Compared with other forms of optical testing, MTF measurement is the most direct and accurate measure of system performance, producing a far more accurate account of the performance of a lens or optical system over its full spatial frequency range. Among the inherent advantages that MTF measurement has over other forms of optical testing:

– It is an objective test of the imaging quality of an optical system that does not rely on operator judgment

– It allows for testing in real-world situations, including off-axis configurations and polychromatic illumination

– It can be directly compared to design specifications and theoretical evaluations

The MTF of an optical system can measured at multiple points across the field of view of the lens The standard set of field points measured by the Optikos IQ Lab™ includes measurements on axis, at ± 50% of the full field, and at ± full field. Our MTF report provides tangential and sagittal MTF values at those five field points, as shown in the sample report below.

Interested in MTF testing? Here’s what we need from you:

– Entrance pupil diameter

– Effective focal length

– Full Field of View

– Desired Test Spectrum

– Spatial Frequencies of interest (if any)

Please request a quote through our IQ Lab Testing Questionnaire.

**Effective Focal Length (EFL)**

Focal length is a commonly specified parameter of a lens, and is defined as the inverse of the optical power of the lens. The terms “focal length” and “effective focal length” are mostly used interchangeably – use of the term “effective focal length” avoids confusion with other related parameters, like Back Focal Length (BFL) or Flange Focal Length (FFL).

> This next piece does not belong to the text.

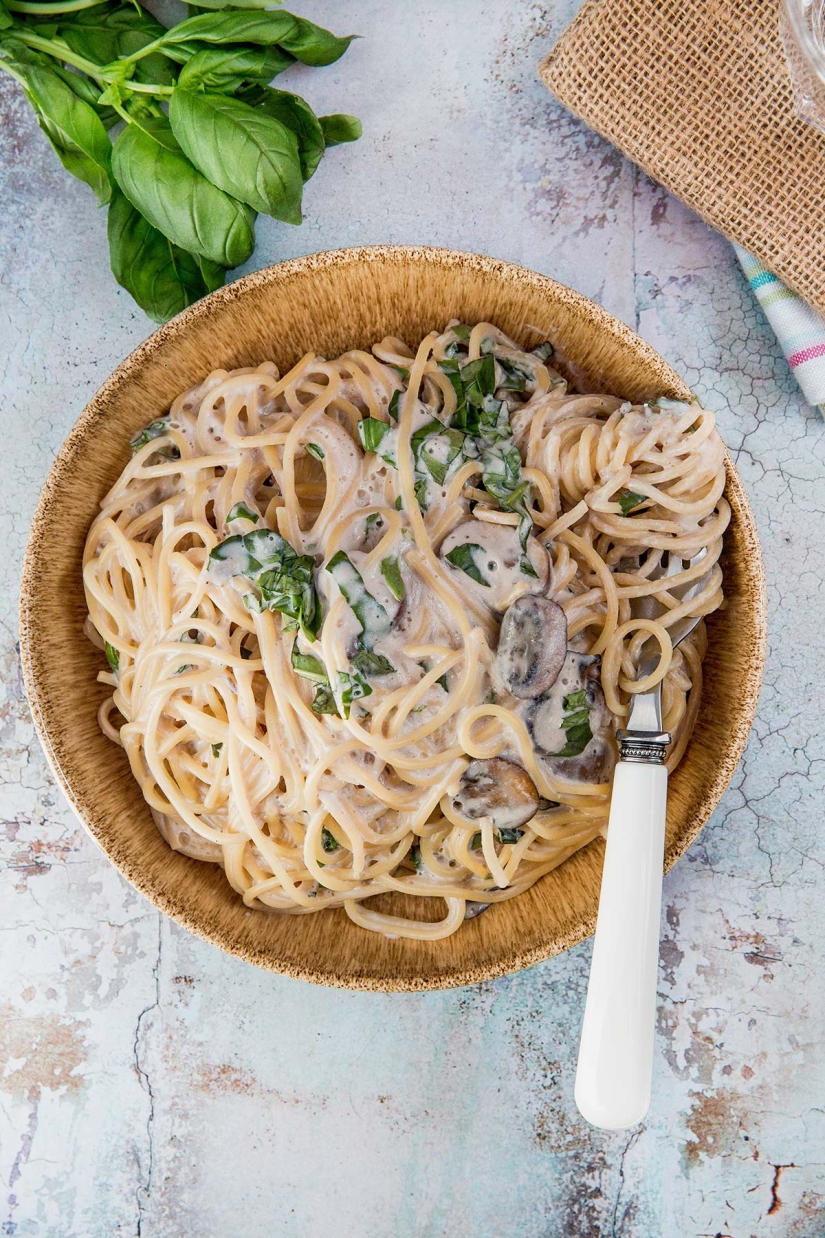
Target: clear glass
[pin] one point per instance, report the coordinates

When a lens is operating at infinite conjugates, the EFL relates the angle at which light from the distant object is incident on the lens (θ) to the corresponding height where the light comes to a focus in the image plane (h). The ideal relationship is described by:

h=EFL*tanθ

This relationship can be used to calculate the paraxial EFL by measuring the object angle and the image height for the lens under test. The lens under test is rotated so that the collimated object beam is incident on the entrance pupil at a known angle, and the resulting height of the image is measured by our OpTest 7 software and used to calculate the EFL of the lens. The object beam angle is selected to be less than 1/10th of the field of view of the lens under test, so as to ensure that the measurement is not affected by the presence of geometric distortion.

The standard Optikos IQ Lab EFL measurement consists of performing the measurement described above 10 times in a row. As shown in the sample report below, the data report provides the 10 measured values, the calculated average EFL value, and statistical information about the collected data set.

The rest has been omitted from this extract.